A: This is a training-serving skew problem. I would start with the distribution pillar: run a KS test comparing the feature distribution in the training dataset sample against recent production data. If the distributions differ significantly, I move to lineage: trace the feature back through the transformation pipeline to find where the divergence occurs. Common culprits are: different SQL filters applied at training vs. serving time, a time-based column computed differently in batch vs. stream processing, or the training data being captured at a different point in the pipeline than the serving data. I would also check the schema pillar - did the source column change type between when training data was extracted and now?
Q: What is the difference between data quality checks and data observability?
A: Data quality checks answer the question "is this specific thing wrong?" - they are rule-based assertions that you write in advance, like "revenue must be positive" or "user_id must be non-null." Data observability answers the question "does the overall behavior of this data match what I would expect?" - it uses historical baselines and anomaly detection to catch unknown unknowns. Quality checks catch the failure modes you anticipated. Observability catches the ones you did not. In production, you need both: quality checks for known business rules, observability for unexpected change detection.
Q: How would you instrument data observability in an Airflow-orchestrated pipeline?
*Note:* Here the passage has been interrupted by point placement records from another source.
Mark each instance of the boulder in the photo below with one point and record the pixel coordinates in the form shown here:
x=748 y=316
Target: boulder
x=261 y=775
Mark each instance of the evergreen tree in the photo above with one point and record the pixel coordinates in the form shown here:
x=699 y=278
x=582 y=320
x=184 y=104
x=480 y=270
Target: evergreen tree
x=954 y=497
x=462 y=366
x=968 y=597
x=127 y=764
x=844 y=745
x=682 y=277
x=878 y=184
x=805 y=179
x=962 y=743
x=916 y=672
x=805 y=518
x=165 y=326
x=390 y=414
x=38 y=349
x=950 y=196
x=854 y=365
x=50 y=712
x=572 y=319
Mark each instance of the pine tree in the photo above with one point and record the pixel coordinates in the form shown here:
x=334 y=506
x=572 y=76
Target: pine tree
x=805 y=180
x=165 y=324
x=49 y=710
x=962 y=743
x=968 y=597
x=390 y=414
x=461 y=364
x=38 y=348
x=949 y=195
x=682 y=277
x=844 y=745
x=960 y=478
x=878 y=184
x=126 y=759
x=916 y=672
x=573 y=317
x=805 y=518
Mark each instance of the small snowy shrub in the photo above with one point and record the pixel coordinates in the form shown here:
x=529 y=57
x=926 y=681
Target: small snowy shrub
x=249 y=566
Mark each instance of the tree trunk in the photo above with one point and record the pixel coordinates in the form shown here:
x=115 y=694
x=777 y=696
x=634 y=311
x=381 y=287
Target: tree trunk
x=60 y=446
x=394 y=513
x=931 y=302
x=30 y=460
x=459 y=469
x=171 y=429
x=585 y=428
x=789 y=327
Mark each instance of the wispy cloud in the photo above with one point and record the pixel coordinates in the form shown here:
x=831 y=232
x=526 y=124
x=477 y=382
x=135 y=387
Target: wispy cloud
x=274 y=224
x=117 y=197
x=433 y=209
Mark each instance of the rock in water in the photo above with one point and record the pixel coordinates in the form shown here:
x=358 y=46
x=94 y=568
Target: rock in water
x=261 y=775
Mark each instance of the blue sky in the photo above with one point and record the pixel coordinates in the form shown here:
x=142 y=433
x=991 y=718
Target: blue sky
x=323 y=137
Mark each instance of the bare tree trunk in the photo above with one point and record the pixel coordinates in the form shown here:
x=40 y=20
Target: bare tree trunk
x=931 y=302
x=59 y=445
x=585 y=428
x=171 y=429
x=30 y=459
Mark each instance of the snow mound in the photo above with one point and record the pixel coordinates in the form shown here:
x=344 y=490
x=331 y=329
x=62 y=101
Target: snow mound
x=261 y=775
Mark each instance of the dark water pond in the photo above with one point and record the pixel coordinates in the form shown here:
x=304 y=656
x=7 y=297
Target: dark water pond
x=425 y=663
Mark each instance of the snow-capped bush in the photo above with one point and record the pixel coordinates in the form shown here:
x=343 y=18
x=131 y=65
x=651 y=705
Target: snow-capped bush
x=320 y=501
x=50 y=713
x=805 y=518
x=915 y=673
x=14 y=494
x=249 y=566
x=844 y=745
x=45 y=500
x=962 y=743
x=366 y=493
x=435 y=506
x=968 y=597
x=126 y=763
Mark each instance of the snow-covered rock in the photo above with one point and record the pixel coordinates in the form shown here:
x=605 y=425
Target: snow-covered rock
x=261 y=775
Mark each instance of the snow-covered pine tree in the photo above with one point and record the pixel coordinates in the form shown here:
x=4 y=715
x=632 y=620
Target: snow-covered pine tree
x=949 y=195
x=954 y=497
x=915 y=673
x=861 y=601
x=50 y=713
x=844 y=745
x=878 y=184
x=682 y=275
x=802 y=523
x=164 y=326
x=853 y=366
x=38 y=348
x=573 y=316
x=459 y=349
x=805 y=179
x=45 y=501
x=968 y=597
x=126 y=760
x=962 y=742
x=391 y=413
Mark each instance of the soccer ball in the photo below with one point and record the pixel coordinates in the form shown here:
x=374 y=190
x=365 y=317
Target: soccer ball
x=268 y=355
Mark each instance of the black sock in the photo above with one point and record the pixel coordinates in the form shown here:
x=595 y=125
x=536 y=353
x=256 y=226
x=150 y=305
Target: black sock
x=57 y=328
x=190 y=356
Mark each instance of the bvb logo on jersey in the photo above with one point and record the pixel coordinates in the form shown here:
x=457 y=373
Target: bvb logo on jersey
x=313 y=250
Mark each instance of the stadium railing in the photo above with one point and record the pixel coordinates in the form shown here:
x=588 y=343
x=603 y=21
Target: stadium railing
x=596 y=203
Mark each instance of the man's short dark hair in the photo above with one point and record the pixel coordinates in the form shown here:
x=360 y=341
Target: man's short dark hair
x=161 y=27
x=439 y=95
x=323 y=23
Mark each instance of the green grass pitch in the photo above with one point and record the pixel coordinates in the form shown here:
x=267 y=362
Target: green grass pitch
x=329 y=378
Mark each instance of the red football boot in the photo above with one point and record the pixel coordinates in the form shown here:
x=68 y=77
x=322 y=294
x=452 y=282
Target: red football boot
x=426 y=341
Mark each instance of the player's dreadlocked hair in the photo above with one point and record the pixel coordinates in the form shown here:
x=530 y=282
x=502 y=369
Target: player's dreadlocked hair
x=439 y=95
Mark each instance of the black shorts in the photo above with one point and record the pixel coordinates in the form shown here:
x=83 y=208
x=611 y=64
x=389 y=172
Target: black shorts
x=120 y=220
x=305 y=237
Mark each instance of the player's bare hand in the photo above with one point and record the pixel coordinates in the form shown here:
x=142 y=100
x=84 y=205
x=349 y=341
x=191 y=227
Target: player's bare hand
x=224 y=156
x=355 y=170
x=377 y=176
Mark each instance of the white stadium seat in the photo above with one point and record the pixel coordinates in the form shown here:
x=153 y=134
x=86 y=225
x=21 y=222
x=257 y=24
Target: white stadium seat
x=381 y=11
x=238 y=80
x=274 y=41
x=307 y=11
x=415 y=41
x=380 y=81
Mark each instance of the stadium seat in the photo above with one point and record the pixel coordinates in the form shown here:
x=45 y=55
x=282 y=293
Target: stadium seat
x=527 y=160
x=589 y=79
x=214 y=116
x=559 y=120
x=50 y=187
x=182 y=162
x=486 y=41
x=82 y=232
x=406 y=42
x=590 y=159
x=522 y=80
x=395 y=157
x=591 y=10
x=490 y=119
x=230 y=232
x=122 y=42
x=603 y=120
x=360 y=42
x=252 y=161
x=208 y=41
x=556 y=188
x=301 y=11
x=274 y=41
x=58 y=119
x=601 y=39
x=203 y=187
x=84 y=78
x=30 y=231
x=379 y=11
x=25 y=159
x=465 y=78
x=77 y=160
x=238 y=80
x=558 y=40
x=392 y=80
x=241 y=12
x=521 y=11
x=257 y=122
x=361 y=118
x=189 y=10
A: I add observability checks as explicit Airflow tasks at two points in the DAG. At ingestion completion, I run freshness and volume checks on the raw table. If either fails, I set the task state to FAILED and halt the DAG - there is no point running transformations on stale or incomplete data. At the end of each transformation layer, I run schema and distribution checks on the output table. I use Airflow's sensor pattern for upstream dependency checks and store all check results in a PostgreSQL metrics table with timestamps, so I can trend health over time. Alerts route to Slack for warnings and PagerDuty for critical failures.
Q: What is data downtime, and how is it different from service downtime?
A: Service downtime is when a system is unavailable - requests fail, the product is inaccessible. Data downtime is when data is technically available and queryable but wrong - stale, incomplete, incorrectly transformed, or otherwise unfit for the purpose it is being used for. Data downtime is more dangerous than service downtime in many ways because it is invisible. A service outage produces errors that users can see. Data downtime produces wrong numbers that users act on - wrong ML predictions, wrong dashboards, wrong business decisions. The goal of data observability is to minimize data downtime by reducing the time to detection, triage, and resolution of data quality incidents.